I have a question regarding the equivalence of the norms in finite-dimensional vector spaces. Basically the question is: if $\hat{x}$ is some minimum-norm solution in a subspace $\mathcal{K}$ under euclidean norm, will it also be under other norms?
$\DeclareMathOperator*{\argmin}{arg\,min}$ Specifically, is the following statement correct?
$$\hat{x} = \argmin_{x\in\mathcal{K}}\|b - A x\|_2 \iff \hat{x} = \argmin_{x\in\mathcal{K}}\|b - A x\|_A $$
where $A$ is a symmetric positive definite square $n \times n$ matrix and $b, x$ are $n \times 1$ vectors.
Even for the special case of $\|\cdot\|_A$ it is not true.
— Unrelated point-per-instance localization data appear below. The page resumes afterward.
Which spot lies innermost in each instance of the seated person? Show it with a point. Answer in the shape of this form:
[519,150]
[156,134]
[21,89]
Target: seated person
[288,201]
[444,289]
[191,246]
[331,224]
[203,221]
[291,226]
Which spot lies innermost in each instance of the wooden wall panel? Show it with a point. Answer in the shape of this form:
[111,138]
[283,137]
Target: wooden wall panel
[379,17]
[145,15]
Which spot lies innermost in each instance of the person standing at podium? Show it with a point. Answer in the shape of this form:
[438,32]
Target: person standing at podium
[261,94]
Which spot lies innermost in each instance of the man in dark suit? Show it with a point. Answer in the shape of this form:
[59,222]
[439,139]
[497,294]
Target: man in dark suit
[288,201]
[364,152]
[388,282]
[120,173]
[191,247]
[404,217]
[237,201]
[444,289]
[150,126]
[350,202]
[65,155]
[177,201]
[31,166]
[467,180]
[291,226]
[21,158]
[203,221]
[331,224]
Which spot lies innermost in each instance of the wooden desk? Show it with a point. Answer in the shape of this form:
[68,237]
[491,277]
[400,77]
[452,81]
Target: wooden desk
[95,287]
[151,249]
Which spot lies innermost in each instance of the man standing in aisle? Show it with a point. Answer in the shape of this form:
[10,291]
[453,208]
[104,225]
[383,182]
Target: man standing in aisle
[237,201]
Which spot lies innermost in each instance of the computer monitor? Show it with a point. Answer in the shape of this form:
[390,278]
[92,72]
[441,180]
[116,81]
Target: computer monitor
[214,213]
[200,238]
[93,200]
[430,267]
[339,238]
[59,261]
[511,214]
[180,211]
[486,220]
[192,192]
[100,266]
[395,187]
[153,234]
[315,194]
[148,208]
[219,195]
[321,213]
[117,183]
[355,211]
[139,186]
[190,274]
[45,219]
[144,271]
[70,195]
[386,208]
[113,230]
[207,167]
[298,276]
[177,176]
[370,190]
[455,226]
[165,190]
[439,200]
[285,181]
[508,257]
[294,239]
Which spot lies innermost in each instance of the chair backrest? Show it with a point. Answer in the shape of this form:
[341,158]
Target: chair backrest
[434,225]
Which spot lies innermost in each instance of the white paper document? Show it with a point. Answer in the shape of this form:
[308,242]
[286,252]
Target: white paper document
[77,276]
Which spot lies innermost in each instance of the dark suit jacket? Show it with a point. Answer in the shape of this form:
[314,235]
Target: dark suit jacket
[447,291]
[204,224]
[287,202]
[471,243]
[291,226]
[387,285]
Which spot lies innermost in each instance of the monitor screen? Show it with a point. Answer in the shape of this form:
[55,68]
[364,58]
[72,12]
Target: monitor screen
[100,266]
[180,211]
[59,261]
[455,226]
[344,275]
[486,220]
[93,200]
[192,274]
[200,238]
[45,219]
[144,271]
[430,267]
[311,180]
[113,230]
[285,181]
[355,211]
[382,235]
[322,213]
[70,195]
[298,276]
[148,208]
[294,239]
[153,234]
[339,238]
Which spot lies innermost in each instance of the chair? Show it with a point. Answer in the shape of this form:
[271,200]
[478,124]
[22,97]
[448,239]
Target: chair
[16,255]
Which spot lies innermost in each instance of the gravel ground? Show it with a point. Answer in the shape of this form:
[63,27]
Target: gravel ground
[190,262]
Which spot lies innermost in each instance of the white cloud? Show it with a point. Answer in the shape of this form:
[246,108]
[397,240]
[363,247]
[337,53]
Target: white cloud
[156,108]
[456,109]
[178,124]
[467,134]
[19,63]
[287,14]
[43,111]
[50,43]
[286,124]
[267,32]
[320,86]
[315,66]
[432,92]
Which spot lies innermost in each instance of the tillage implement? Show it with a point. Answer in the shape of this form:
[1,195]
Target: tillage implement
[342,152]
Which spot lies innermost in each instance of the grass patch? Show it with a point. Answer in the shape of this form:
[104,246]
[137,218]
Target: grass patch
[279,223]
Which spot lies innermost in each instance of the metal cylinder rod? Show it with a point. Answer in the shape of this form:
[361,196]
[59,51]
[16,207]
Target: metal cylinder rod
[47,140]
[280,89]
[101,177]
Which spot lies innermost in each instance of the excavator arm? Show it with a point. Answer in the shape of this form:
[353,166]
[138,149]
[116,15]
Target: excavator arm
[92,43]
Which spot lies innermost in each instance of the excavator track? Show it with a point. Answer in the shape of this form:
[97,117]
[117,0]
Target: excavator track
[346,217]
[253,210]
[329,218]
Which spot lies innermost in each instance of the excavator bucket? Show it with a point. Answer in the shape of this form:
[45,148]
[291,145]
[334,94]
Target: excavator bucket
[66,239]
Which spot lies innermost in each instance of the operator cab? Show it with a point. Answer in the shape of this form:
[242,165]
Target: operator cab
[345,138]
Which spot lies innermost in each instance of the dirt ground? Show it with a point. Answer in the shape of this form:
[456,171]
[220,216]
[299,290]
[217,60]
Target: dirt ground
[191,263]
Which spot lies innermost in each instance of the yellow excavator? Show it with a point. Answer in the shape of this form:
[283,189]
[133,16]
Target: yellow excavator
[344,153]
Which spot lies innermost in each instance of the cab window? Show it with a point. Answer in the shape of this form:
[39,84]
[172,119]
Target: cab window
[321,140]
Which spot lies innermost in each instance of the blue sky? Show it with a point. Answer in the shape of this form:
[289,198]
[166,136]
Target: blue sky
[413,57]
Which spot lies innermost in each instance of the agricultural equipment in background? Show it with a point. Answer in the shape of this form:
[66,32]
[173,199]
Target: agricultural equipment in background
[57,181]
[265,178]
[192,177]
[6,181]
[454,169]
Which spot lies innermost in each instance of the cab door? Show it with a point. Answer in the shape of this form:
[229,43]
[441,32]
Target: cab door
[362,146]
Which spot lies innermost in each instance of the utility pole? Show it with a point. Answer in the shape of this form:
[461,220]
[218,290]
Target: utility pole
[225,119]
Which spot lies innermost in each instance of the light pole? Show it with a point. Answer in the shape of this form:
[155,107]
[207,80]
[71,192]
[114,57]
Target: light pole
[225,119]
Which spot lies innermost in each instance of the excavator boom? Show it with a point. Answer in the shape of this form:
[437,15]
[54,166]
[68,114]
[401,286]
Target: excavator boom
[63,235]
Let $N$ be the orthogonal complement of $K$. The minimum of $\|Ax-b\|_2$ occurs when $\nabla(\|Ax-b\|_2^2)\in N$, that is, $A^2x-Ab\in N$. Similarly the minimum of $\|Ax-b\|_A$ occurs when $A^3x-A^2b\in N$. In general, these are not the same.
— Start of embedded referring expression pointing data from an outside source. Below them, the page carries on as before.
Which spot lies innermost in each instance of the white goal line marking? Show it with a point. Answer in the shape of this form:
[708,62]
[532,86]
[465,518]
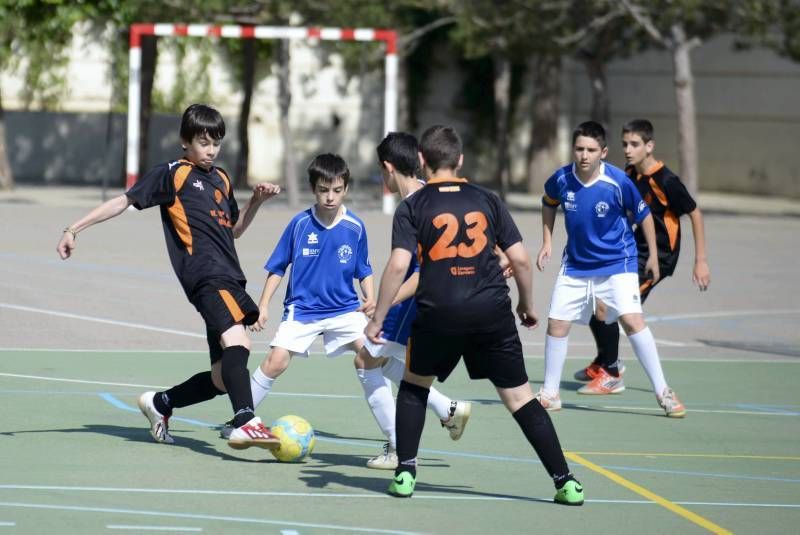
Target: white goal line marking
[375,495]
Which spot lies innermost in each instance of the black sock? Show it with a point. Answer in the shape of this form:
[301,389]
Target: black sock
[196,389]
[237,381]
[409,421]
[539,430]
[606,336]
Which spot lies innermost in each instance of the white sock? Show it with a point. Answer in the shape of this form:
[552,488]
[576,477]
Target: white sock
[555,353]
[438,403]
[644,346]
[260,385]
[378,393]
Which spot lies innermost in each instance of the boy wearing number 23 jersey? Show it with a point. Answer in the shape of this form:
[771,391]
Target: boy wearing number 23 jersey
[453,227]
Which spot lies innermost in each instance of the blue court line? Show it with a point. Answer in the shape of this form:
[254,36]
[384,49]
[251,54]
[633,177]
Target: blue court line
[110,398]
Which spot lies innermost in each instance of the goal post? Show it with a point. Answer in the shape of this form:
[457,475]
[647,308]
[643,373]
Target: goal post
[389,37]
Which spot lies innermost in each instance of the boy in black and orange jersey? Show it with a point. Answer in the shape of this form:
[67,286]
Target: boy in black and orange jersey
[201,219]
[454,226]
[668,199]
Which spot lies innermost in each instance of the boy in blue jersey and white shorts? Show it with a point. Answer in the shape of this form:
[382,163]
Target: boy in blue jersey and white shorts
[375,363]
[600,261]
[326,246]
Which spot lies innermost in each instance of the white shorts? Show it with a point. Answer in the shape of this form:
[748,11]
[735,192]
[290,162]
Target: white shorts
[389,349]
[337,332]
[574,297]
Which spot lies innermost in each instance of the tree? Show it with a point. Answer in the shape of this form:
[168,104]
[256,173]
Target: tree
[680,26]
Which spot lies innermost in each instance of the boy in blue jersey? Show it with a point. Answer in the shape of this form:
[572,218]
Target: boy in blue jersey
[326,245]
[201,219]
[668,200]
[375,363]
[600,261]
For example, let $A=\begin{bmatrix}2&0\\0&1\end{bmatrix}$, $b=\begin{bmatrix}1&2\end{bmatrix}^T$, and $K=\{x:x_1+x_2=0\}$. The minimum of $\|Ax-b\|_2$ occurs at $x=\begin{bmatrix}0&0\end{bmatrix}^T$, while that of $\|Ax-b\|_A$ occurs at $x=\begin{bmatrix}2/9&-2/9\end{bmatrix}^T$.